The ratio of public sector CSWs to registered terps
- And another highly speculative one, just for fun. We’ve all heard stories around the campfire about this mythical horde of CSWs that are stampeding about taking everyone’s jobs. I thought I’d have a look.
- A big hurdle to this, on top of the invisibility of unregistered and/or unqualified community interpreters in general, is that the CRIDE count of CSWs+TAs takes part-time workers into account, and the NRCPD register figure emphatically does not. Anecdotally, I’ve been told that registered terps are likely to be secondary breadwinners in the household and not work full time. There’s almost nothing in the way of hard numbers to show that, though. The best I could find was the ASLI 2011 Fees and Salaries Report. There’s a rough indication in there that the average interpreter works about 2/3rds of the standard working week. I went with that.
- So the map below shows that proportion of the number of NRCPD qualified interpreters (a wild stab at FTE terps, if you like) compared to the number of FTE CSW posts in the public sector. Yellow regions indicate places where interpreters outnumber CSWs. Purple regions, vice versa. Paler regions are more evenly split.

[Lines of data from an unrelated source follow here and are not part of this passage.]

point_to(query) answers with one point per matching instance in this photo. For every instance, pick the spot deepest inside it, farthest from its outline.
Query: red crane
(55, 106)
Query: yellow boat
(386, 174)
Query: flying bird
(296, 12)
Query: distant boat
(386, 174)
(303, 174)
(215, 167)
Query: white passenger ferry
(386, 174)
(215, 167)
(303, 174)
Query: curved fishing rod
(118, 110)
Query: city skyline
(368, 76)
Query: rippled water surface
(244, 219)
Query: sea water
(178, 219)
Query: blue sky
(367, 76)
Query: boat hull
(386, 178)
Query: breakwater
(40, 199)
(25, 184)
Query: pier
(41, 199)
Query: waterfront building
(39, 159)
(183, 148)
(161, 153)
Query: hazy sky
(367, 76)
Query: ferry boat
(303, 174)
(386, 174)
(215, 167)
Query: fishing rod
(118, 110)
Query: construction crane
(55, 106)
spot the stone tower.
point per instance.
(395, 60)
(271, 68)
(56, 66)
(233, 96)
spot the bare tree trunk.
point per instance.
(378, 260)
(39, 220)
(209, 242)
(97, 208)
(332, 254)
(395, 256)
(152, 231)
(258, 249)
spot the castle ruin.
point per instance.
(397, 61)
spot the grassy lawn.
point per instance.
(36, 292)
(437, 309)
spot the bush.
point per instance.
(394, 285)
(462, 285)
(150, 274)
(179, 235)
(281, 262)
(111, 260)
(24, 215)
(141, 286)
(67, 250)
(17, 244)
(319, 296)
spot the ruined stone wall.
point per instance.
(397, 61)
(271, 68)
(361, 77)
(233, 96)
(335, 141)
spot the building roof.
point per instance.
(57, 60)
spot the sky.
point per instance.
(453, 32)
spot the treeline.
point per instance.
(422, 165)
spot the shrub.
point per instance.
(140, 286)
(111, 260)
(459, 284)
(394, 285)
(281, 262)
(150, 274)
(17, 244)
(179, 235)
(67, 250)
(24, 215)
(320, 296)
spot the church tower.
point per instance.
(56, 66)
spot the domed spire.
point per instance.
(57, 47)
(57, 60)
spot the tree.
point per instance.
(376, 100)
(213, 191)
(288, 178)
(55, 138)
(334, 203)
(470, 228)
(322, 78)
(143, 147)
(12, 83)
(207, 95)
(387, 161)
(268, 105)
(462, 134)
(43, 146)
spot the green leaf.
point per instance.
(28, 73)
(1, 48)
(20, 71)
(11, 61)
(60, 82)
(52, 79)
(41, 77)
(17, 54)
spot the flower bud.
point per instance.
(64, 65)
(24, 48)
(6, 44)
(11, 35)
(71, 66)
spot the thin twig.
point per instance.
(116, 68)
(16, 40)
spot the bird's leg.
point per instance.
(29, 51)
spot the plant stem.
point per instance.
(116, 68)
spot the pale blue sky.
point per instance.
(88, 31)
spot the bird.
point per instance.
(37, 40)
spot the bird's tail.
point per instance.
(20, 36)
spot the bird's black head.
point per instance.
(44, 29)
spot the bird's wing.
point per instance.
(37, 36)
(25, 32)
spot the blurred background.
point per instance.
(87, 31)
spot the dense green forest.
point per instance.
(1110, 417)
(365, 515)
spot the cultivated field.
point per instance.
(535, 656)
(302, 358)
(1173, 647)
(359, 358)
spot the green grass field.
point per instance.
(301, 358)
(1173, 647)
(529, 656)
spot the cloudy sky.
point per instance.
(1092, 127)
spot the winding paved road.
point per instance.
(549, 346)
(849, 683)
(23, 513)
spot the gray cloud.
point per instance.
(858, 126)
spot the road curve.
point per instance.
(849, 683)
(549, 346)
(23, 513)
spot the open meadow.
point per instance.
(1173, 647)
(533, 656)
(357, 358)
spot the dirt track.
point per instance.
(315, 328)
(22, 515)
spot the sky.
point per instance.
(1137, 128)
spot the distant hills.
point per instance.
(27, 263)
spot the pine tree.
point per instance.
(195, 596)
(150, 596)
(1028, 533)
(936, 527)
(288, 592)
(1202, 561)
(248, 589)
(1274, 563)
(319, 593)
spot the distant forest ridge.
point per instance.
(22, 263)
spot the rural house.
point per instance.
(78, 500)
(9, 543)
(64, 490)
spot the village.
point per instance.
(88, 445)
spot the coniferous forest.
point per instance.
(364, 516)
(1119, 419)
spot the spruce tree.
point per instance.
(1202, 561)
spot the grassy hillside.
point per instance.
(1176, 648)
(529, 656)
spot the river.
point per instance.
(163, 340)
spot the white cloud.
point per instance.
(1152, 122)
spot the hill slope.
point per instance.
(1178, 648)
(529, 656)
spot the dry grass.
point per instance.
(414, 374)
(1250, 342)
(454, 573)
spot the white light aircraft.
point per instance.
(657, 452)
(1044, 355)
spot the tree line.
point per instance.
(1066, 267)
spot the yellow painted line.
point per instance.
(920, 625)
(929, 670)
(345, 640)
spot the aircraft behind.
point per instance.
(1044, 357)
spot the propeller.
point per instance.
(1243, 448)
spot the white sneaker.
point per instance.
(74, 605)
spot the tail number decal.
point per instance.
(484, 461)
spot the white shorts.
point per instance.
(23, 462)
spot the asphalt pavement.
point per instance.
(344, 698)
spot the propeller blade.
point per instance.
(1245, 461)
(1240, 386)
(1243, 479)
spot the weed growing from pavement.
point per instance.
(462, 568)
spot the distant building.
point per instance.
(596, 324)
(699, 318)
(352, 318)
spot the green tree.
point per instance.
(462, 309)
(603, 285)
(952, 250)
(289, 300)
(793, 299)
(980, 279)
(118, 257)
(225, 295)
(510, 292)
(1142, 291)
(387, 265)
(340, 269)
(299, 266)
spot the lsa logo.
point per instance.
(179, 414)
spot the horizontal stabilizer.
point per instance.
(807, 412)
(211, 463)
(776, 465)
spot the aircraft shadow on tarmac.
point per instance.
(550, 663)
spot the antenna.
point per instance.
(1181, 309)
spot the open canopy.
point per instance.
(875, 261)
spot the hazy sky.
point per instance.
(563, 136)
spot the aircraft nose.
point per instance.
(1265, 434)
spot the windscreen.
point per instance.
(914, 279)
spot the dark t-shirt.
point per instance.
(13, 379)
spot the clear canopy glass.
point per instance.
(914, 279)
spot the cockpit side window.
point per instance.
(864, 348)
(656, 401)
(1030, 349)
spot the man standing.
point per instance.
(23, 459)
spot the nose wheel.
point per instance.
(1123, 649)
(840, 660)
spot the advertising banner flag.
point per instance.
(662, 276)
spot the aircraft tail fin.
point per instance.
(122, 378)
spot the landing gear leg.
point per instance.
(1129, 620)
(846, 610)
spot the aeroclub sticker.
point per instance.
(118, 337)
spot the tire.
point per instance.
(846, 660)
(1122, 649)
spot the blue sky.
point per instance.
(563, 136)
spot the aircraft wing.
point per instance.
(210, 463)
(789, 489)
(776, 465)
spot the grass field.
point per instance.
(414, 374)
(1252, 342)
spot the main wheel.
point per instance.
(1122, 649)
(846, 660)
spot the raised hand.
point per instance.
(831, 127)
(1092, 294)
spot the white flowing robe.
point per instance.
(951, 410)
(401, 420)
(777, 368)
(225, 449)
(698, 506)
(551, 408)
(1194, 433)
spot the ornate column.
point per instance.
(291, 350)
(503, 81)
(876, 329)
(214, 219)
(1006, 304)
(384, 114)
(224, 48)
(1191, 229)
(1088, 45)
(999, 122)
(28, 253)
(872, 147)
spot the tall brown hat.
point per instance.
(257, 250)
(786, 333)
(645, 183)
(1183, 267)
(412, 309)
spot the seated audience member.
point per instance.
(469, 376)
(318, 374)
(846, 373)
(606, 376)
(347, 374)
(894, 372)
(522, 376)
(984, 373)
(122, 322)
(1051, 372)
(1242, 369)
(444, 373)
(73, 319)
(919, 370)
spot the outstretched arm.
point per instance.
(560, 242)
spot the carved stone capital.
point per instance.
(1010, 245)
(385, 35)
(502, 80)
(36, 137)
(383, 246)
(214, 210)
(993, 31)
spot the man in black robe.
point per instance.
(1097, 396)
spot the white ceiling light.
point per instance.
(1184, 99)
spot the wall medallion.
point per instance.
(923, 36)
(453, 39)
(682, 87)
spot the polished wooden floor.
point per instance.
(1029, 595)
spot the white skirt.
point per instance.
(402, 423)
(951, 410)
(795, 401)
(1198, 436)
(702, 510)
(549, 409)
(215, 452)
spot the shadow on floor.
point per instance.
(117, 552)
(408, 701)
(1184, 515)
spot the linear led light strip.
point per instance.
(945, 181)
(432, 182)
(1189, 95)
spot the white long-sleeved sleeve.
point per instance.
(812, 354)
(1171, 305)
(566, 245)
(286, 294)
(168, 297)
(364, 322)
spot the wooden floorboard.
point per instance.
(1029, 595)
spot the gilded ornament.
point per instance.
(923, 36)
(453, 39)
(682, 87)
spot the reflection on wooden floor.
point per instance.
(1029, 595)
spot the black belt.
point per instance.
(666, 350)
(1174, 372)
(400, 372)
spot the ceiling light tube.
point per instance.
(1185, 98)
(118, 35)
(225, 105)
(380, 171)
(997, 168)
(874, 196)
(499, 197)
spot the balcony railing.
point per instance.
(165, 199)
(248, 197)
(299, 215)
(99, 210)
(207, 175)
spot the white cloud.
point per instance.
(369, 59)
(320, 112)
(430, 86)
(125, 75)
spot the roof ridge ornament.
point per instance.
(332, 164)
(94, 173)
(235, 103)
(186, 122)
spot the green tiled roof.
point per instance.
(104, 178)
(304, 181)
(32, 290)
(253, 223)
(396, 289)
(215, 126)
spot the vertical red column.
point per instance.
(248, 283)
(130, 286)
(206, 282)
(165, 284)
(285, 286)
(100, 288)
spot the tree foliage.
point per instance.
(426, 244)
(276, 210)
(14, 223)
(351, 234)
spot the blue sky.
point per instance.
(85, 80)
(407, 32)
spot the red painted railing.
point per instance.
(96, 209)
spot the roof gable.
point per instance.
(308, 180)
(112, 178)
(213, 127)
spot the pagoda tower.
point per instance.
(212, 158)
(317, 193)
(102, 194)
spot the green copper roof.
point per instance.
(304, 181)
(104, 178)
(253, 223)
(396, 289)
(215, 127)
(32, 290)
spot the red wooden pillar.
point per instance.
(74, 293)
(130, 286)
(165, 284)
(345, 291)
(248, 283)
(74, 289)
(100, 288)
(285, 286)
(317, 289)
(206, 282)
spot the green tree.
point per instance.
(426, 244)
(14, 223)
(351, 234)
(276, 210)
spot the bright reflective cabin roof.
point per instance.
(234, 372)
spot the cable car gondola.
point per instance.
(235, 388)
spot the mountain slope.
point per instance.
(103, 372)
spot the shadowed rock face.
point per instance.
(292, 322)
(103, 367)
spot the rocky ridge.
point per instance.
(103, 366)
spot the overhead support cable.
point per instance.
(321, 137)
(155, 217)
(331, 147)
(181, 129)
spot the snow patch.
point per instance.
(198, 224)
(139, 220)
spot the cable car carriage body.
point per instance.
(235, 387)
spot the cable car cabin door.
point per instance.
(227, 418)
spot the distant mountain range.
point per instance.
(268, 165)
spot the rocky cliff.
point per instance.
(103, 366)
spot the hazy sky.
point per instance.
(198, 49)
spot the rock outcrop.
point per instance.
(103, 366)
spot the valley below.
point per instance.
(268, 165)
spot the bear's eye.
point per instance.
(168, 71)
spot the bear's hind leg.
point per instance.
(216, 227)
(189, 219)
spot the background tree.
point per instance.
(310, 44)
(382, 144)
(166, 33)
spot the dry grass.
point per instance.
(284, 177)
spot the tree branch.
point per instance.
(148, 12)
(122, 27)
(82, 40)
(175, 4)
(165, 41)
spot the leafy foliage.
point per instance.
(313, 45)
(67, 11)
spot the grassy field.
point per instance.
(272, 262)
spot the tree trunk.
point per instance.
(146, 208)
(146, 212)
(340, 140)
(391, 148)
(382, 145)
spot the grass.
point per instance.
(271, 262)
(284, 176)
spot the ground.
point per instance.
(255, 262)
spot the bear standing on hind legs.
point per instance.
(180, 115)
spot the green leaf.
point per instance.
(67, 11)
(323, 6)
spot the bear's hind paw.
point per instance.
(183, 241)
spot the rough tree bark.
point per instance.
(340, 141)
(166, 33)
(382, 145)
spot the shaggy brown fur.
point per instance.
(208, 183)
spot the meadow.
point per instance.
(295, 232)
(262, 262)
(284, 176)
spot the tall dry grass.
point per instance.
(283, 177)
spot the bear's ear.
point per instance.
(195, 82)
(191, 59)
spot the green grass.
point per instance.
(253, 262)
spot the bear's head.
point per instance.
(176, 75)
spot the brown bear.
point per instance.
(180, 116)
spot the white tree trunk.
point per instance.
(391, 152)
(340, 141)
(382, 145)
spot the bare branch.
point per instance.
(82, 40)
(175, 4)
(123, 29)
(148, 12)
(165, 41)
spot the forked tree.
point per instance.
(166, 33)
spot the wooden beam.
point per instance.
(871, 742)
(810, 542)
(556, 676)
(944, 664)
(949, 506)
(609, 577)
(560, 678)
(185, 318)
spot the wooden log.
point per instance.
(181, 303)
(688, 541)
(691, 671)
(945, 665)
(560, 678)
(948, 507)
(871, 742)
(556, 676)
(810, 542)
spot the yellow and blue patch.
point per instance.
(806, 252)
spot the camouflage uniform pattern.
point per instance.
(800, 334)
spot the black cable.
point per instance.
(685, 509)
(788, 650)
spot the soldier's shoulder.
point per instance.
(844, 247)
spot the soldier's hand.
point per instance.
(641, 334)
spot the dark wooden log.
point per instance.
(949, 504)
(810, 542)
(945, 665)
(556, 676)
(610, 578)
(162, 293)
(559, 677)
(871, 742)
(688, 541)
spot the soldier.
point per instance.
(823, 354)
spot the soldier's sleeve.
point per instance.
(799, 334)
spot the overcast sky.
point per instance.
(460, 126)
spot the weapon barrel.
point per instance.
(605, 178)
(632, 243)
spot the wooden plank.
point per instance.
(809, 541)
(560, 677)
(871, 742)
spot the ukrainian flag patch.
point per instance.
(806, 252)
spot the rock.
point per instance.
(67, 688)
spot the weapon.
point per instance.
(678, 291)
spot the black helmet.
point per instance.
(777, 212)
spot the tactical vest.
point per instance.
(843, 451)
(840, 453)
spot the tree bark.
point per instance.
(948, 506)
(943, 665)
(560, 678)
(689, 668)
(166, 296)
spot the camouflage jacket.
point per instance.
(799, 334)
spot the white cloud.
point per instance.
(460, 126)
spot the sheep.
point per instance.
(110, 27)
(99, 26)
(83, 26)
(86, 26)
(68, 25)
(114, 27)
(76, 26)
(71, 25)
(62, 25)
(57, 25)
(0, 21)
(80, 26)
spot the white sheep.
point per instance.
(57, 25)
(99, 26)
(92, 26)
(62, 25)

- The East Midlands is the only region with more FTE terps than CSWs. No surprise, we’ve shown above that it’s Terp Central. The whole south of the country (except London) has them neck and neck; elsewhere, CSWs roam like pillaging Vikings. If people are serious about wanting more qualified interpreters in education, they clearly have their work cut out. Or – and I realise this seems crazy – we could try supporting CSWs more.